How could I have printed those men's words?

I wrote the piece. I used the world "slut" in it — as part of a painfully misogynistic quote — and I didn't think twice about it. I don't think my editors did, either. No one circled it or flagged it or asked me to cut it.

Years later, when I revisited the piece again, I felt nothing but deep embarrassment, hot shame. How could I have printed those men's words, when they were only going to minimize or demean or hurt the women I swore I wanted my writing to help in the first place? How could I — as someone who counted herself as a feminist, attended Take Back the Night, and read about the importance of intersectionality — have had such a blind spot at the center of my life?

Now, though, when I look back, I feel only compassion.

I couldn't see it then, but I can clearly see now the dotted line from the young woman warning other women not to be "sluts" to the woman on the couch, pinned down, saying no, but fearing she had invited it anyway. Convinced that if she had just dressed differently, or acted differently, or been someone else, that she would have been worthy of the respect she didn't yet feel she deserved.


The gap between me writing that college article and me writing this essay is only about 12 years. I marvel not that I have changed so much, but that I can see that there are parts of our world that have begun to change, too. There has been a genuine evolution in the way we, as a society, talk about and understand sexual assault in the post-Me Too era. We have examined the double standard of the word "slut," critiqued the way women's sexuality has been packaged and policed in a way never applied to men's.

I feel a shift that other women have long fought for.

This is to say nothing about the present and critical attack on women's reproductive rights and bodily autonomy playing out across the nation, a topic I have also written about passionately in recent years. It is clear that there is still much farther to go.

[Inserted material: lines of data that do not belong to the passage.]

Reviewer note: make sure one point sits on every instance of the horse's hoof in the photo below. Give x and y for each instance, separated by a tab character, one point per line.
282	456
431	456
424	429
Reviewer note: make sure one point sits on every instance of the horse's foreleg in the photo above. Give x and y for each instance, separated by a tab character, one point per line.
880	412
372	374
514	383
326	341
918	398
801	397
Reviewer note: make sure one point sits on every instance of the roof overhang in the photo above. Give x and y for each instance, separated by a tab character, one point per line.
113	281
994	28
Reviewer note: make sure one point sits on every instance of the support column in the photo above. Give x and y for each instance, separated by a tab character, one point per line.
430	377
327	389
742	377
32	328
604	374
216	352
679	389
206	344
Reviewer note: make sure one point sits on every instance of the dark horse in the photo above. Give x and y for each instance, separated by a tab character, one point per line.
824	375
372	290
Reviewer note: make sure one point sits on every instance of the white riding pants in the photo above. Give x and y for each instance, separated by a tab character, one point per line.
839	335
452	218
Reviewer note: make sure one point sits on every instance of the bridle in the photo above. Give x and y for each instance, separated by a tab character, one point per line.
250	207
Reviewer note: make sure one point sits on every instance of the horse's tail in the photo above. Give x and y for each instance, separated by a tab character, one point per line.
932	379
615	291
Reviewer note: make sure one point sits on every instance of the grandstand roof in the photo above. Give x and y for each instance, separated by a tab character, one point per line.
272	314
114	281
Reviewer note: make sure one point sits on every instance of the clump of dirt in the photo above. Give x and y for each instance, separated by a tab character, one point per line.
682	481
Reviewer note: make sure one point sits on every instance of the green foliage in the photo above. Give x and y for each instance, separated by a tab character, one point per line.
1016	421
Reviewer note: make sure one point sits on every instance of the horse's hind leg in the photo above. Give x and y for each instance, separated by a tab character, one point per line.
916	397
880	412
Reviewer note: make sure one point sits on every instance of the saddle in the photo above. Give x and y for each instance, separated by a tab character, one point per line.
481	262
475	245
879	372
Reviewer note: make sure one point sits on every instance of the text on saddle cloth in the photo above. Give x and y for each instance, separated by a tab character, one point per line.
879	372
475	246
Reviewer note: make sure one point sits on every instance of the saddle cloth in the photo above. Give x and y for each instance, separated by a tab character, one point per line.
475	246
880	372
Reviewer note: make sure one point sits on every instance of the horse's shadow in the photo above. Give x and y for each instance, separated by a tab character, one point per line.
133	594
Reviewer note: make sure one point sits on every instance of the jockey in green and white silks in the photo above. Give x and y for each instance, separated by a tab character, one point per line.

But writing in 2023, in a time where I no longer see the same types of language applied to women and sex on magazine covers and article headlines, I feel a shift that other women have long fought for. And it is from this rising swell of cultural awareness — and the growing recognition of the insidious nature of internalized misogyny — that I gained the perspective with which I wrote the storyline of my character Rachel in my new novel "Who We Are Now."

I see a lot of myself in Rachel. I see a bold, intelligent woman, and an aspiring writer, who considers herself the equal to any man in her life — but who is also subtly competitive with other women for the attention of men, who equates men's romantic interest with validation, and who, like many women I know, has downplayed and ultimately ignores an act of sexual violence against her. When, more than 10 years later, she is finally able to give voice to the fact of her rape — and to truly absolve herself from any role in it — it's a transformative, liberating moment for her, as I hope it will be for the reader, too.

Some of the final words in Rachel's interior monologue come as she reflects on the misogyny she has overlooked, and the behavior, the violence that she — and we as a society – has excused: "Years later than she should have, perhaps, Rachel finally knew the truth. It was not, and had never been, okay."

It wasn't. If I could reach back through the years and tell my younger self that truth, I would. But I can't, and so, instead, I am saying it to you.

Lauryn Chamberlain was born and raised in Michigan. She studied journalism and French at Northwestern University and then moved to New York City, where she worked for several years as a journalist, freelance writer, and content strategist (sometimes simultaneously). She currently lives in Toronto. She is the author of the novels "Friends From Home" and "Who We Are Now."